Questo viaggio porta in dote, inoltre, il via libera americano alla vendita di microchip made in Usa in Cina, prima limitata a vantaggio del mercato interno. L’intesa prevede che ogni azienda tecnologica cinese possa acquistare fino a 75.000 chip. Un successo per Nvidia, il colosso della Silicon Valley guidato da Huang.

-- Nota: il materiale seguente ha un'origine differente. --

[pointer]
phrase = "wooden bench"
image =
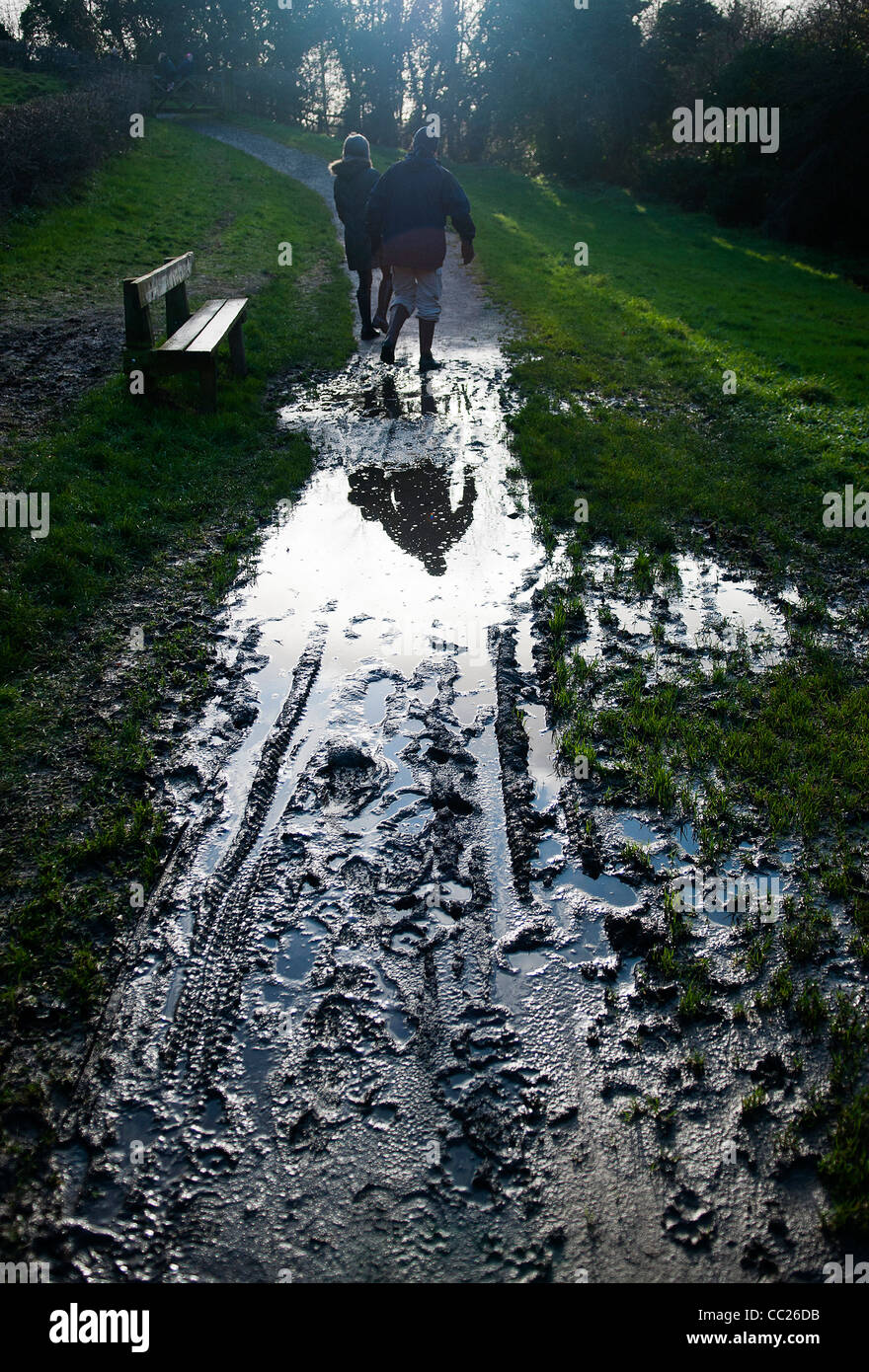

Non solo tecnologia: sarebbe stata rinnovata fino al 2029 l’intesa che consente l’esportazione di carne americana in Cina. Non c’è certezza, invece, sul rinnovo dell’accordo sulla soia, caro ai contadini che votano Trump. Dovrebbe esserci l’impegno cinese ad acquistarne fino a 25 milioni di tonnellate. Ma l’idea di Pechino di ridurre la produzione di carne di maiale, per non far scendere troppo i prezzi, renderebbe necessaria una quantità inferiore di soia come mangime animale.